Cormack James, Nath Chinmoy, Milward David, Raja Kalpana, Jonnalagadda Siddhartha R
Linguamatics Ltd., 324 Cambridge Science Park, Milton Road, Cambridge CB4 0WG, UK.
Division of Health and Biomedical Informatics, Department of Preventive Medicine, Northwestern University Feinberg School of Medicine, 750 N. Lake Shore Drive, 11th Floor, Chicago, IL 60611, USA.
J Biomed Inform. 2015 Dec;58 Suppl(0):S120-S127. doi: 10.1016/j.jbi.2015.06.030. Epub 2015 Jul 22.
This paper describes the use of an agile text mining platform (Linguamatics' Interactive Information Extraction Platform, I2E) to extract document-level cardiac risk factors in patient records as defined in the i2b2/UTHealth 2014 challenge. The approach uses a data-driven rule-based methodology with the addition of a simple supervised classifier.

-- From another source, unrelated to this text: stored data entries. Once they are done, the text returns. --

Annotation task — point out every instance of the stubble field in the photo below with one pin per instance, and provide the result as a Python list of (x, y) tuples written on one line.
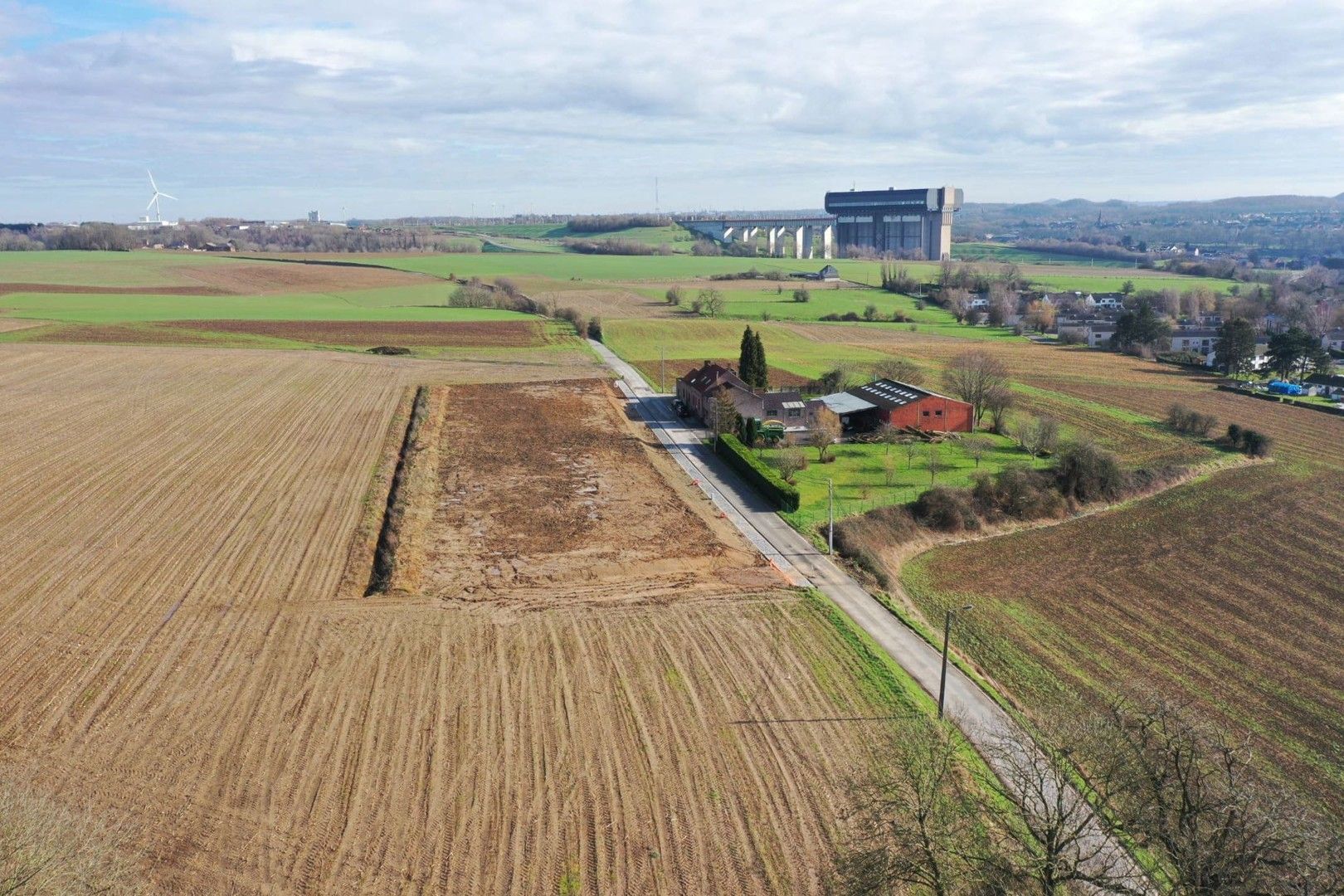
[(182, 650)]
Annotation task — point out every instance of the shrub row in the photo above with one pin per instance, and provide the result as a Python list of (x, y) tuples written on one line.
[(1250, 442), (1183, 419), (616, 246), (757, 472), (601, 223)]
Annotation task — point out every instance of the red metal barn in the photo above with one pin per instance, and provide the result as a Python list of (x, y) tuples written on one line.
[(902, 405)]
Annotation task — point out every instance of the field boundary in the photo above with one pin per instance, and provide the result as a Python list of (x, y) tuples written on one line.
[(388, 536)]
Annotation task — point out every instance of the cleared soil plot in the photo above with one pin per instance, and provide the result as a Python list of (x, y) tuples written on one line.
[(520, 334), (173, 648), (251, 277), (1225, 592), (548, 494)]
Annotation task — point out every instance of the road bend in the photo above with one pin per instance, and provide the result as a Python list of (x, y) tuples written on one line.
[(980, 719)]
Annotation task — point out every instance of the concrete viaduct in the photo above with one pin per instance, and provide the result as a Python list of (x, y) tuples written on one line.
[(806, 232)]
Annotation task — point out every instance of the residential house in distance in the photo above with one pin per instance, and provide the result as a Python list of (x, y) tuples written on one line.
[(1098, 334), (1259, 358), (785, 410), (1094, 332), (1194, 338), (1105, 301), (1328, 384), (699, 386)]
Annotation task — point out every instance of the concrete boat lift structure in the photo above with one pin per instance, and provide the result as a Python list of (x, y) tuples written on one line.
[(806, 232)]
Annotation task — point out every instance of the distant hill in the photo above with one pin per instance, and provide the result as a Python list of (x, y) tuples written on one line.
[(1113, 210)]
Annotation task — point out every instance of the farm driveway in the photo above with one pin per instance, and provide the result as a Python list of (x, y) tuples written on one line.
[(973, 711)]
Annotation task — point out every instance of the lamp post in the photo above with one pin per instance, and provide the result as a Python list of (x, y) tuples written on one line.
[(947, 635), (830, 518)]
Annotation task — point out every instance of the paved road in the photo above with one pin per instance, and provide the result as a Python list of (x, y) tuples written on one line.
[(980, 718)]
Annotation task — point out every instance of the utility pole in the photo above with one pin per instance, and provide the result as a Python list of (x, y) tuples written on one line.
[(947, 635), (830, 516)]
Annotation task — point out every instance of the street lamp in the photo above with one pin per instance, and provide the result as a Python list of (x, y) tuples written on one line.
[(947, 633), (830, 518)]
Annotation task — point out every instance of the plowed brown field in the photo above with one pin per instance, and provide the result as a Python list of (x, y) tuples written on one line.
[(175, 645), (520, 334), (249, 277), (548, 494)]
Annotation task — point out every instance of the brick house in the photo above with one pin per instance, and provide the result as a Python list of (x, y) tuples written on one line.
[(699, 388), (902, 405)]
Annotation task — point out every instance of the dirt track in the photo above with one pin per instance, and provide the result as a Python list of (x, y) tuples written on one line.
[(173, 649)]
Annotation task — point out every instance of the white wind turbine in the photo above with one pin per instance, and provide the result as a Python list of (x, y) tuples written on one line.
[(153, 203)]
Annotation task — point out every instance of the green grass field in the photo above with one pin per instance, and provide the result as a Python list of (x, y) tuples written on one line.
[(694, 340), (392, 304), (860, 479), (1001, 253), (100, 269)]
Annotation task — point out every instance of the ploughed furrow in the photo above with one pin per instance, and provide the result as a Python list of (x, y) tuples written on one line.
[(173, 648)]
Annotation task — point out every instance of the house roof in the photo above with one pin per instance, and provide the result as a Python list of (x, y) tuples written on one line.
[(709, 377), (889, 394)]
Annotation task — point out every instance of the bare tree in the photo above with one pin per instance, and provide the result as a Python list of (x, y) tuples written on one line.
[(711, 303), (912, 446), (999, 401), (976, 448), (1192, 793), (1040, 436), (933, 462), (825, 431), (914, 820), (889, 469), (46, 848), (1062, 841), (957, 301), (973, 377)]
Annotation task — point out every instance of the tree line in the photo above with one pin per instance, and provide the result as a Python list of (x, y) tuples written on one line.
[(930, 816)]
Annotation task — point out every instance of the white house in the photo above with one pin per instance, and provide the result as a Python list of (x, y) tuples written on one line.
[(1099, 334), (1195, 338), (1259, 358)]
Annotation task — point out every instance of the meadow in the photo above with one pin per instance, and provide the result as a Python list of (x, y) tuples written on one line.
[(1001, 253), (1222, 592), (859, 476)]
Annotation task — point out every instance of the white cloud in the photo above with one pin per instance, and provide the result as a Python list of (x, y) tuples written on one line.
[(577, 106)]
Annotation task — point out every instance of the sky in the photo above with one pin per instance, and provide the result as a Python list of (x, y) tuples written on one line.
[(359, 109)]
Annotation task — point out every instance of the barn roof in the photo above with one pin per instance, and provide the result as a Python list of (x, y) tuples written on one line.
[(847, 403), (890, 394)]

We demonstrate that agile text mining allows for rapid optimization of extraction strategies, while post-processing can leverage annotation guidelines, corpus statistics and logic inferred from the gold standard data. We also show how data imbalance in a training set affects performance. Evaluation of this approach on the test data gave an F-Score of 91.7%, one percent behind the top performing system.
本文描述了使用一个敏捷文本挖掘平台(Linguamatics的交互式信息提取平台I2E)来提取患者记录中符合i2b2/UTHealth 2014挑战赛定义的文档级心脏危险因素。该方法采用数据驱动的基于规则的方法,并添加了一个简单的监督分类器。我们证明,敏捷文本挖掘能够快速优化提取策略,而后处理可以利用注释指南、语料库统计信息以及从金标准数据推断出的逻辑。我们还展示了训练集中的数据不平衡如何影响性能。在测试数据上对该方法进行评估,得到的F值为91.7%,比表现最佳的系统落后1%。